The National Trauma Data Bank (NTDB) contains more than 7.5 million electronic records from over 900 trauma centers, making it the largest database of trauma incidents in the world. It grew out of the Major Trauma Outcomes Study that ended in 1989, and then the American College of Surgeons Committee on Trauma formed a subcommittee in 1997 to continue it.
What to know:
Individual hospitals voluntarily submit data every February-May.
The NTDB has its own inclusion/exclusion criteria for what qualifies to be reported.

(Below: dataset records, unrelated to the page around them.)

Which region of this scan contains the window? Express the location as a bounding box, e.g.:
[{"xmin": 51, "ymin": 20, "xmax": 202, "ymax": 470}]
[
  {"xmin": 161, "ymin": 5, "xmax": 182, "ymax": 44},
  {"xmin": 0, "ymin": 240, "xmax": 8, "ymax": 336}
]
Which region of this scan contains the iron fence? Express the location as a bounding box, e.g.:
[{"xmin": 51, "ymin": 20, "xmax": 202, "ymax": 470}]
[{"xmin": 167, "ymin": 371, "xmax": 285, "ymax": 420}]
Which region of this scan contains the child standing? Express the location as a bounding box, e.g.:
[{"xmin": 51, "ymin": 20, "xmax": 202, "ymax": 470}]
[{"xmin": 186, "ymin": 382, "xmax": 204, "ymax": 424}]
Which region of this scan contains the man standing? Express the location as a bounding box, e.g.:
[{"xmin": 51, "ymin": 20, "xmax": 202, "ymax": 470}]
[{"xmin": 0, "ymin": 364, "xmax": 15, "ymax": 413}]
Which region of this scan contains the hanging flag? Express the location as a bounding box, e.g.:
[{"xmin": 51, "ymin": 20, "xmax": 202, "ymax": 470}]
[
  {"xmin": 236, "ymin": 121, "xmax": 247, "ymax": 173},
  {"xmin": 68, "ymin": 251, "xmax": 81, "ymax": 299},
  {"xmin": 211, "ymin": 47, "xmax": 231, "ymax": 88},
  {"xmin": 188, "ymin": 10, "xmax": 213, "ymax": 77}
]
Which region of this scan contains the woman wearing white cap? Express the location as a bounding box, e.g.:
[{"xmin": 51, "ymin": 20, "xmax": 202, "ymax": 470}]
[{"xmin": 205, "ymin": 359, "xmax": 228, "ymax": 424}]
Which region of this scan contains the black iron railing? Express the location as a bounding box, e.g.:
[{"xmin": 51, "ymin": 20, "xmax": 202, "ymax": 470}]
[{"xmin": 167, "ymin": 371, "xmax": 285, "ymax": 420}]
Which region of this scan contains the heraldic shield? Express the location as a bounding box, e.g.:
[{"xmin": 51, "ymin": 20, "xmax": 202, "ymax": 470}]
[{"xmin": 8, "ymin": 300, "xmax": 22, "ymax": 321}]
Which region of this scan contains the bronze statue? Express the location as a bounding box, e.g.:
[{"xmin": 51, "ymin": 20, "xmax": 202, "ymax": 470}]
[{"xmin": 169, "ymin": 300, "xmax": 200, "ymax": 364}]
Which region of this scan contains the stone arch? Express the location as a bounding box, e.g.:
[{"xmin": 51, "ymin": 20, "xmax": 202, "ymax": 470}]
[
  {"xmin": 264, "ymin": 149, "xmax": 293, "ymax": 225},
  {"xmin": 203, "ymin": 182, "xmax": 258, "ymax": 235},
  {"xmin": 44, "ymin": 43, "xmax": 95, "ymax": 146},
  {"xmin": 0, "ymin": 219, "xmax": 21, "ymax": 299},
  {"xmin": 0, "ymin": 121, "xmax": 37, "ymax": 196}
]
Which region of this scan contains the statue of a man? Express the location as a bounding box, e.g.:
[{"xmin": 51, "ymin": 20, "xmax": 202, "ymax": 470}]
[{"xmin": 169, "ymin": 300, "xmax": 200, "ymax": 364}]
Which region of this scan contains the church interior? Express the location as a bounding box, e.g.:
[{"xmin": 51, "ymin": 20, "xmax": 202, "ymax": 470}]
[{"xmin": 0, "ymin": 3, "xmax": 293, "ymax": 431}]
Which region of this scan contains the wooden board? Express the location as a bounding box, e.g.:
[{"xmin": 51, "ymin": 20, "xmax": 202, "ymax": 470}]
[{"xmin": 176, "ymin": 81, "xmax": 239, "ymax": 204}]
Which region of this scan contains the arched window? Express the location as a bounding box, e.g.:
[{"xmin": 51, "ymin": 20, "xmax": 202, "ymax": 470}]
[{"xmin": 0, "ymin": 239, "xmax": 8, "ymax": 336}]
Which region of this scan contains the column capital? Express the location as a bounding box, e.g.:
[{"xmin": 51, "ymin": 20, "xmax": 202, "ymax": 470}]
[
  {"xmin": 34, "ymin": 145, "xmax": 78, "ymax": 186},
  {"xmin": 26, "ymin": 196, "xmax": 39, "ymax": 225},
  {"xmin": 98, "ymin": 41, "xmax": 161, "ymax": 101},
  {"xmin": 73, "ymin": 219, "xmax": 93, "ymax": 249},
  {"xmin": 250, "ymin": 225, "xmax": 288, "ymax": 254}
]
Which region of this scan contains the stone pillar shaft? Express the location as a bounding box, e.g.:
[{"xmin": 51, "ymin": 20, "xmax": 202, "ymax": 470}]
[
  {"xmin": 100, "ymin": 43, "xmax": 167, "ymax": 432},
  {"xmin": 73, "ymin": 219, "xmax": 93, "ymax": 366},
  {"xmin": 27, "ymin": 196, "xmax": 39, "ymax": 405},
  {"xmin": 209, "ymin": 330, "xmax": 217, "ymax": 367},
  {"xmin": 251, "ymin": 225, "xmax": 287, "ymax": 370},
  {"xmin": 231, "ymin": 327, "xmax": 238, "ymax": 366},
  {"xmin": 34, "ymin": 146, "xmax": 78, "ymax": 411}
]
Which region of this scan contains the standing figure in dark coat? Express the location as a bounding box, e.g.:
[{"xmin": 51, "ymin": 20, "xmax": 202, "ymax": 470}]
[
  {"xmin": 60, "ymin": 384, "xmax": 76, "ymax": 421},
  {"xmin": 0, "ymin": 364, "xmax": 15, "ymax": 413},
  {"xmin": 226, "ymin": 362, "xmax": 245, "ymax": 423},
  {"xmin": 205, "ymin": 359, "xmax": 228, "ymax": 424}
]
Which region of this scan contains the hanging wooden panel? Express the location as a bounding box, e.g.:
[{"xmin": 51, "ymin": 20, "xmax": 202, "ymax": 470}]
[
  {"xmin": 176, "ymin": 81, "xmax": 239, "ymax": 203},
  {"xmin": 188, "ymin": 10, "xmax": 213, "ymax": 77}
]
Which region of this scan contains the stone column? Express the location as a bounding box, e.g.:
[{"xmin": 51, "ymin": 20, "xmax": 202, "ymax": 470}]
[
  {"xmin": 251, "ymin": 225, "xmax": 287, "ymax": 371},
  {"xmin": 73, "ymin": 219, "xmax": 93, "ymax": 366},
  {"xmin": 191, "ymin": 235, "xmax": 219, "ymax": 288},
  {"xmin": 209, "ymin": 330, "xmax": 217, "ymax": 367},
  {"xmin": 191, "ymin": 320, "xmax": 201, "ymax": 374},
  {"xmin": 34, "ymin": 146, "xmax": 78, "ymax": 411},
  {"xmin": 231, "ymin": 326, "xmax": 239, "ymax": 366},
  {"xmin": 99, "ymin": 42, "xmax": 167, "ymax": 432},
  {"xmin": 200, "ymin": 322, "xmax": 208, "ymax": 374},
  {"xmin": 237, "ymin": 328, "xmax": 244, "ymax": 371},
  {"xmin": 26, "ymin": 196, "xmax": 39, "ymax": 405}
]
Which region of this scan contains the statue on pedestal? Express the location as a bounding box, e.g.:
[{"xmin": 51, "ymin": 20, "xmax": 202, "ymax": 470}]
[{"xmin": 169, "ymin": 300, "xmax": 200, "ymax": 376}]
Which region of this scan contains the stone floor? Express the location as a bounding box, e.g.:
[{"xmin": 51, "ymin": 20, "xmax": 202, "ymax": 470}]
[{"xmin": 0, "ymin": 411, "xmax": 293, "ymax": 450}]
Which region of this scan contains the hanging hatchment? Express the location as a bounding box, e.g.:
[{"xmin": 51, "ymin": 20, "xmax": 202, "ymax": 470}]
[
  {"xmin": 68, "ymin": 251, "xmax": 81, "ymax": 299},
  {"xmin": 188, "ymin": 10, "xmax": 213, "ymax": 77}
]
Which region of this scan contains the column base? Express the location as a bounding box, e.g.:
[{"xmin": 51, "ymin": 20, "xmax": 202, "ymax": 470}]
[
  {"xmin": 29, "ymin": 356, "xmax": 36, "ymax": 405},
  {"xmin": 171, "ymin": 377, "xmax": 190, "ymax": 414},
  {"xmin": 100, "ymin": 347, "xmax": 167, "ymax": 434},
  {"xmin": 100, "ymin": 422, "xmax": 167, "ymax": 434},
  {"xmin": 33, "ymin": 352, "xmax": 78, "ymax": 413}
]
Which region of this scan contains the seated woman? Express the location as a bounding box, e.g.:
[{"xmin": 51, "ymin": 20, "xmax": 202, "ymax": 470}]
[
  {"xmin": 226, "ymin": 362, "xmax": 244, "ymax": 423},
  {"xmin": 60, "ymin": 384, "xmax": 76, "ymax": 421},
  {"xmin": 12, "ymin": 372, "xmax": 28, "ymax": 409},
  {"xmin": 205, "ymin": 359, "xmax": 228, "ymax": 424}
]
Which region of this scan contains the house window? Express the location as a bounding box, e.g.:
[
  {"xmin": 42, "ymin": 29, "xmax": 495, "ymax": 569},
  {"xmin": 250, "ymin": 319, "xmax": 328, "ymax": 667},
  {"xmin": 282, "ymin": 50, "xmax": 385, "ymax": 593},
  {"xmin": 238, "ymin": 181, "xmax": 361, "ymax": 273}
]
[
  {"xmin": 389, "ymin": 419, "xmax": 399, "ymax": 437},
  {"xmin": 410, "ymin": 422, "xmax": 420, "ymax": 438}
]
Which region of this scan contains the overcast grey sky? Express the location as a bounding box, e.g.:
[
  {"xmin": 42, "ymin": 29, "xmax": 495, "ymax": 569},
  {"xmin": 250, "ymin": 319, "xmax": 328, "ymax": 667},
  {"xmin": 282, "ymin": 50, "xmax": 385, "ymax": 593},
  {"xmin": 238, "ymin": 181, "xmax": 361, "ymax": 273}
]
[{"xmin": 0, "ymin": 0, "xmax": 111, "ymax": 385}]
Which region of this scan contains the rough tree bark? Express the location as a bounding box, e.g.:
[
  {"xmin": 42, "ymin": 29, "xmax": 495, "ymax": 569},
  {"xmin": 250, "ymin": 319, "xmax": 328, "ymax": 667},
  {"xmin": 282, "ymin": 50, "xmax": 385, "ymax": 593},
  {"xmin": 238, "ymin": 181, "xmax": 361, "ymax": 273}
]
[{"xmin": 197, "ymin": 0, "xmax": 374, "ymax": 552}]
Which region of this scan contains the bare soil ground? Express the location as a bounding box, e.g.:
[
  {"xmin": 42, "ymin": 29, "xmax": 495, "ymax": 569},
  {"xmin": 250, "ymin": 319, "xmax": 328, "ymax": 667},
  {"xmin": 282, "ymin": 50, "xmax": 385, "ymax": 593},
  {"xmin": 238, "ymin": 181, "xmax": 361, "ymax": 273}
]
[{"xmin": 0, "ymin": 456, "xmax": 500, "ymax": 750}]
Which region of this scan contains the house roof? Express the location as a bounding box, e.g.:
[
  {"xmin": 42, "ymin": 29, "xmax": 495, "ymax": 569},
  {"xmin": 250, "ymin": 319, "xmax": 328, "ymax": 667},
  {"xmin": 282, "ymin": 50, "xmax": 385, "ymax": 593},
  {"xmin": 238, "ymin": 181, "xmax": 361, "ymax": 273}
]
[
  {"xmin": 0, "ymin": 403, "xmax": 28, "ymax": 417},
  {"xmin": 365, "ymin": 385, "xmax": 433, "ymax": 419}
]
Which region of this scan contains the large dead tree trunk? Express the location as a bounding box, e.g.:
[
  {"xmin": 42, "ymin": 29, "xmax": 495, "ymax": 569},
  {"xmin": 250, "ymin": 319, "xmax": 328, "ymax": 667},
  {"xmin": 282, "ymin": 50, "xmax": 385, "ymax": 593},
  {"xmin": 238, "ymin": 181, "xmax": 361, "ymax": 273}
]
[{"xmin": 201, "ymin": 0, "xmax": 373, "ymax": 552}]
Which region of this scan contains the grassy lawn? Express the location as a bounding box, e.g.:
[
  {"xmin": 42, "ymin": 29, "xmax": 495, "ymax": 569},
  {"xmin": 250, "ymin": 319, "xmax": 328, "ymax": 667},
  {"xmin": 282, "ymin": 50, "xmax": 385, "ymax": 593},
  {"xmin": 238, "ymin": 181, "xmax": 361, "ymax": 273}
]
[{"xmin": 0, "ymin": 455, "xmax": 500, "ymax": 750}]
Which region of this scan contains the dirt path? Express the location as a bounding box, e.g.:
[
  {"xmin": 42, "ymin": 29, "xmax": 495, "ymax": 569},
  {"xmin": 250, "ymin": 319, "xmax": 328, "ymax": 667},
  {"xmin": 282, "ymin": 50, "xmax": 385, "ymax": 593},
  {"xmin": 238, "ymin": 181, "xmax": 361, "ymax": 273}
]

Each trauma incident is reported independently; a person with repeated injuries can show up in the database multiple times under different records.
The most reliable data starts in 2007, when a National Trauma Data Standard was adopted; combining 2002-2006 data with later data is likely unreliable or inconsistent
Data quality has improved as the number of hospitals participating in the American College of Surgeons Trauma Quality Improvement Program, begun in 2010, increases.
Most studies are retrospective, cross-sectional and matched case-control studies.
Commonly studied outcomes include mortality, length of hospitalization and complications, including rare injuries or outcomes because the database is sufficiently large.
Researchers should define outcome variables before beginning the study and should provide a rationale for using NTNB along with a flow diagram.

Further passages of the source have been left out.